You are my aunt, the stay-at-home, Christian wife of my mother's brother whose interests and hobbies are limited to scrapbooking and other forms of nostalgia. Although you take a passing interest in my work with urban youth, I don't correct you when you frame our conversations about my work in terms of "us" and "them."

I never tell you, "If this is how you see the world, then I'm not on your team."

I wasn't always silent. In my early twenties, the end of college and early working life, I engaged each of you in conversations, some of which ended in tears. The tears were always mine. These were the Bush years and the first Obama election.

What will I do about Thanksgiving and Christmas this year? My black friends on Facebook are inditing me to engaged in a deeper way with my racist family members, to point out hate speech when it comes up, to speak up. Despite the fact that I have so much more knowledge now, I'm reluctant.

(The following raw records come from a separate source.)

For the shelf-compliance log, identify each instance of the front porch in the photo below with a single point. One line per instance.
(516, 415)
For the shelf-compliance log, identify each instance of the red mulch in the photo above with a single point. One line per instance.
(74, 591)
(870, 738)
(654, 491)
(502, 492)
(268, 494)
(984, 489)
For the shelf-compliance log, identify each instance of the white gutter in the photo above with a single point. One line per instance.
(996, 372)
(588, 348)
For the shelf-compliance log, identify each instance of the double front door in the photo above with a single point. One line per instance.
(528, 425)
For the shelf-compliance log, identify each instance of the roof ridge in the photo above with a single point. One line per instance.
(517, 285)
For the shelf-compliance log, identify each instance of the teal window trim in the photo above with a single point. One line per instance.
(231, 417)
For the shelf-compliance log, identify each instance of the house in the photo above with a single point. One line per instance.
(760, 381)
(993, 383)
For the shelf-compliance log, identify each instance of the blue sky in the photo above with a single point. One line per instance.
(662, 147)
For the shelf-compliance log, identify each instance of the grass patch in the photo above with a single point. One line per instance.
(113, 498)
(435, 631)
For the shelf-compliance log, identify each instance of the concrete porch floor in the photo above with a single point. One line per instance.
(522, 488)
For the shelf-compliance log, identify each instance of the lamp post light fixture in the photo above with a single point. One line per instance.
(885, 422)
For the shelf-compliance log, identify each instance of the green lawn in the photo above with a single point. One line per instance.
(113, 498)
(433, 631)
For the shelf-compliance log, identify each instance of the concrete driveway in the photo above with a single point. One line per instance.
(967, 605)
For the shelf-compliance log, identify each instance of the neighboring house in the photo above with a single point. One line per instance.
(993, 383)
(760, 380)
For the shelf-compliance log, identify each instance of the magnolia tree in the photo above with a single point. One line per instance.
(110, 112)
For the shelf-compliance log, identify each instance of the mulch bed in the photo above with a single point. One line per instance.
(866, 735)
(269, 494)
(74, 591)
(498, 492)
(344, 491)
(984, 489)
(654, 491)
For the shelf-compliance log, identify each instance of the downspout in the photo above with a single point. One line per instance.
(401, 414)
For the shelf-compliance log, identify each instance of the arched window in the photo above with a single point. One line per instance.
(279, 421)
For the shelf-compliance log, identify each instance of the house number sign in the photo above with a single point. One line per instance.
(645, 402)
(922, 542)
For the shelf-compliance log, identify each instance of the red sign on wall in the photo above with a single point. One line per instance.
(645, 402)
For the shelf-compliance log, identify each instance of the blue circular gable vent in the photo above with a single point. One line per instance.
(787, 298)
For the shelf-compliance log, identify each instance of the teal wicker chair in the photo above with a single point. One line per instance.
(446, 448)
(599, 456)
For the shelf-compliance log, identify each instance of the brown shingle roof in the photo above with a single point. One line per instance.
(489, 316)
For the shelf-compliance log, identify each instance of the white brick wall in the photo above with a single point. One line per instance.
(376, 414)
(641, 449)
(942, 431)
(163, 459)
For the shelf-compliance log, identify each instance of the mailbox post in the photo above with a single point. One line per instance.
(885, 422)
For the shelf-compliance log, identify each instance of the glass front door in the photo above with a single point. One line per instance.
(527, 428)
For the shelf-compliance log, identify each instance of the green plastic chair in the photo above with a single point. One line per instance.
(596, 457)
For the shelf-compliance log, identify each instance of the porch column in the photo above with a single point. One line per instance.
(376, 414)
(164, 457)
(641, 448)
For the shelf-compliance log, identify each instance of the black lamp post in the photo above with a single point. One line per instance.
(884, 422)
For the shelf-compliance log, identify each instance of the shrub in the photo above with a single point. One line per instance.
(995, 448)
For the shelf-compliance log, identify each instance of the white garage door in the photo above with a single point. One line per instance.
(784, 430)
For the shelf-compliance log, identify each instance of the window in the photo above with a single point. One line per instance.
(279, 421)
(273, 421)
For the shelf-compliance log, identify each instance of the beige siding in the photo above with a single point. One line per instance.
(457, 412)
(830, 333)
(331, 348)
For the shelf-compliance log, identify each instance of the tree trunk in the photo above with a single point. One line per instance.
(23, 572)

Facts and passion may not be enough to change the minds of my relatives, who have decided that we are living in a subjective world, that objective truth and objective justice do not exist.

I don't want to relive the tears of my young cousin's wedding, my aunt going on and on about the number of new Hispanic mothers she sees in her work, always on welfare, always having more children. Her cheerful judgement of their worthlessness. Then, I did speak up.

Her husband, my uncle, doubled down. "You don't know what we see," he said. "You might see something different where you live, but you can't see what it is like where we live. And we're paying for them."

I think that's when I left the room. It's not that I couldn't see; it's that I have different eyes.

The nurse is my godmother, the one who was supposed to be responsible for -- I don't fucking know what -- my spiritual understanding, my enlightened upbringing.

This week, a black woman I know was walking down the street and was trailed by three white Trump supporters. "You'll be under ownership again soon," they said, and laughed.

They laughed.

In South Philadelphia, there were at least two instances of pro-Nazi graffiti.

At the University of Pennsylvania, black freshmen and others were personally, directly threatened with lynching by an online troll who texted threats to their phones, possibly from the University of Oklahoma.

If you voted for Trump, here is what I need from you: denounce his sexist and racist rhetoric today. Do not wait. If you voted for him because you believe in the same God as Pence or because you're dissatisfied with your possibilities for the future, denounce his sexist and racist rhetoric today. If you voted for him because something he said resonated with your lizard brain and you really believe he's going to be a positive change for America, denounce his sexist and racist rhetoric today.

And if you voted for him because of his sexist and racist rhetoric, dear God, don't you DARE call yourself a Christian.

In either case, read a book (something not by Sarah Palin, please). Make friends with someone who doesn't look like you. Get some new eyes. You've made a mess, and we're all going to have to clean it up.